Wednesday, May 4, 2011

Tweeting for history

Further to the Web 2.0 element of Sunday’s special op in Abbottabad, the guy who live-tweeted what he saw in the sky that night has emerged as a real figure of interest to me.


Sohaib Athar is intelligent, he’s got a good sense of humor and he’s funny. (The latter two are not the same thing. You can be funny without a sense of humor, and you can have a sense of humor without being able to lob a quip. He’s both.) When he found out the significance of the events he’d been observing, he tweeted, “Uh, oh, now I’m the guy who liveblogged the Osama raid without knowing it.”

He also doesn’t seem to be getting a swelled head at all the world’s media besieging him for interviews. He says he doesn’t own a TV, and tweeted, “Sorry three-lettered-big-tv-news-channels for not replying to your emails.”

He did speak to a couple, including one three-lettered-big-TV-news-channel. And, unlike anyone I’ve seen in the blogosphere, he does not intend to leverage his fame to gain a fortune. When CNN asked what he planned to do now that he has thousands of followers on Twitter and Facebook, he said, “I don’t exactly plan to do anything.
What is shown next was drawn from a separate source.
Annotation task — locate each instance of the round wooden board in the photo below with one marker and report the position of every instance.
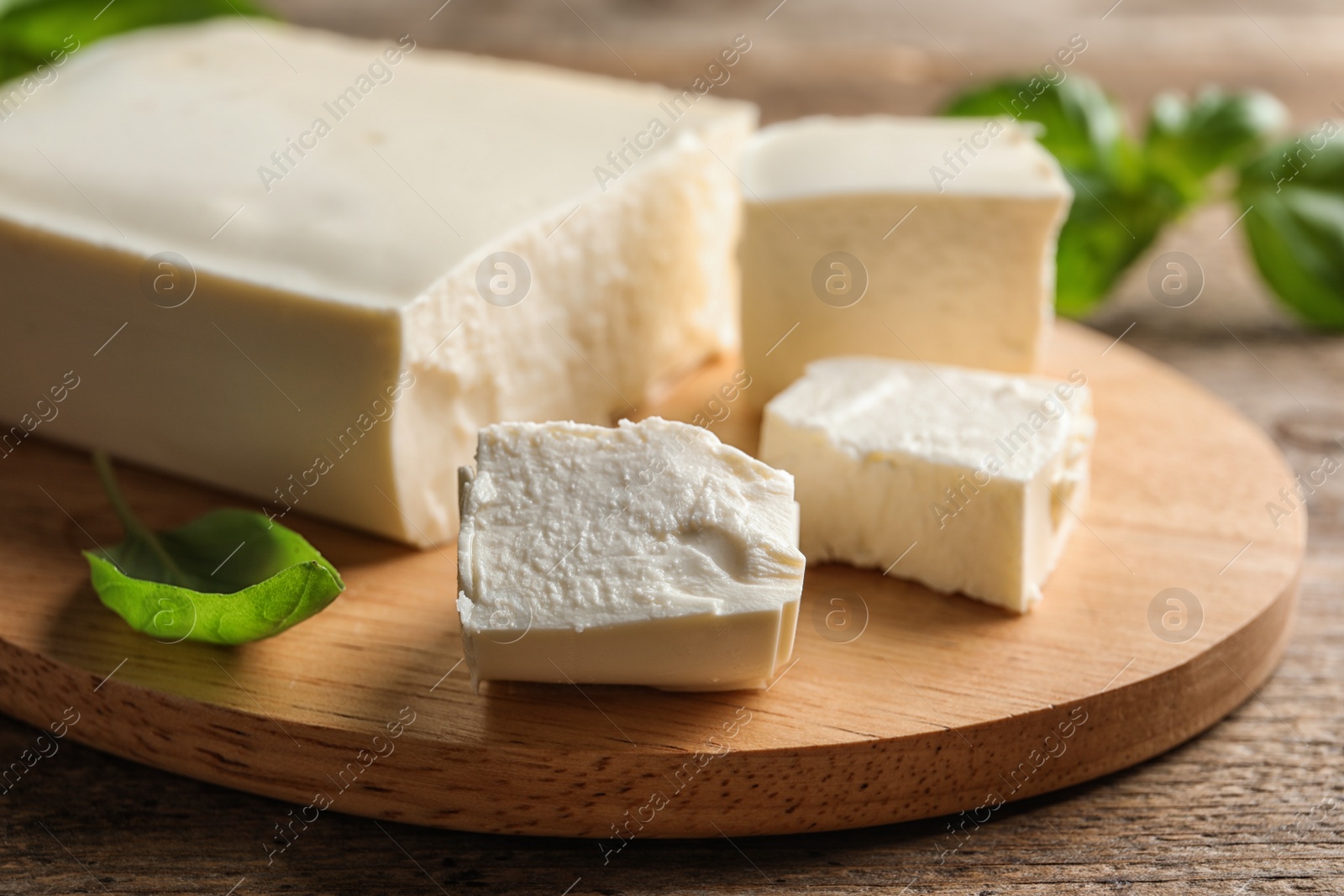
(925, 705)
I am where I am and if they want to follow me and listen about what I have to say, then I can probably use it to create a more positive image for my country, but besides that, I don't really want to monetize it or anything."

He says he’s just a guy who moved with his family to a city he thought would be safer than Lahore, because he didn’t want to have to explain suicide bombers to his small son.

(Reminds me a bit of Wilmer McLean, a farmer in Manassas who moved south when Union and Confederate armies fought the first major battle of the War Between the States in July 1861. He settled in Appomattox Court House, where the Army of Northern Virginia and the Army of the Potomac converged in April 1865. His house was where R.E. Lee surrendered to U.S. Grant.)